L’ossessione della misurazione e del controllo non considera che il sapere non si acquisisce mai una volta per tutte, non diventa un possesso stabile e statico; è sempre in divenire, è un processo – spesso lento – di maturazione.
Conta la passione per la cultura ed il sapere, non il possederli e il quantificarli!
L’insegnamento senza affettività, senza la passione per il “vero come intero” (direbbe Hegel), centrato su misurazioni e test standardizzati, diventa uno strumento per limitare lo spirito critico e trasformare gli utenti della scuola (qualche volta hanno ragione) in clienti (hanno sempre ragione).
Il principio in base al quale, dato che alcune scuole corrono a 200 all’ora tutte le scuole debbano raggiungere quella velocità, è miope ed offensivo allo stesso tempo.
E’ la logica confindustriale dei risultati – fissati da chi? – da conseguire a tutti i costi.
“L’oggettività delle prestazioni” misurabili, non è scuola; essa – diceva Don Milani – o è per gli studenti o non è scuola.
Quella vera e propria smania riformistica che ormai da decenni ha coinvolto governi di ogni tipo e colore politico (anche l’ultimo che ha avviato cambiamenti da ”scaduto”), ha quasi sempre avuto esiti nefasti.
Un tempo c’erano i “Prèsidi” concentrati su scuola, didattica, formazione; oggi, da “dirigenti scolastici” gravati da responsabilità uniche nella pubblica amministrazione, ci occupiamo di sicurezza, forniture, anticorruzione, codici e codicilli, privacy, monitoraggi quotidiani, sanità, citazioni in giudizio, sciocchezze varie; ci improvvisiamo investigatori, avvocati, consulenti, mediatori culturali, raccoglitori di fondi, esperti di marketing, muratori, ingegneri edili, psicologi e … psichiatri. Il tutto mentre curiamo gli orpelli burocratici ministeriali, proposti spesso senza avere la minima idea di cosa sia la quotidianità scolastica. Insomma, novelli Supereroi: e.. la didattica?
Una scuola è tale se mette in primo piano didattica, ricerca e studio, passione per la libertà e spirito critico, partecipazione, solidarietà, relazioni, ricchezza di umanità, spiritualità e cultura: e al diavolo le “misurazioni”.

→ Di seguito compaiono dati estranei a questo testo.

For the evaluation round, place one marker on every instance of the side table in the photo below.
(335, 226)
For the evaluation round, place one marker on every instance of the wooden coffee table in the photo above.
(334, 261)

Le poche scuole che lo fanno, interessandosi poco ai test, alle molestie burocratiche e all’applicazione pedissequa di dettati ministeriali, e concentrandosi su didattica, relazioni, serenità di ambiente di lavoro e di studio, quasi mai si trovano nel “giusto”: da altri deciso.
Lo dico al prossimo governo – di destra, sinistra, centro destra o centro sinistra: mettete davvero al centro della vostra attività quinquennale la SCUOLA: e, possibilmente, lasciatela fare a chi di scuola capisce ed a chi la conosce nel profondo.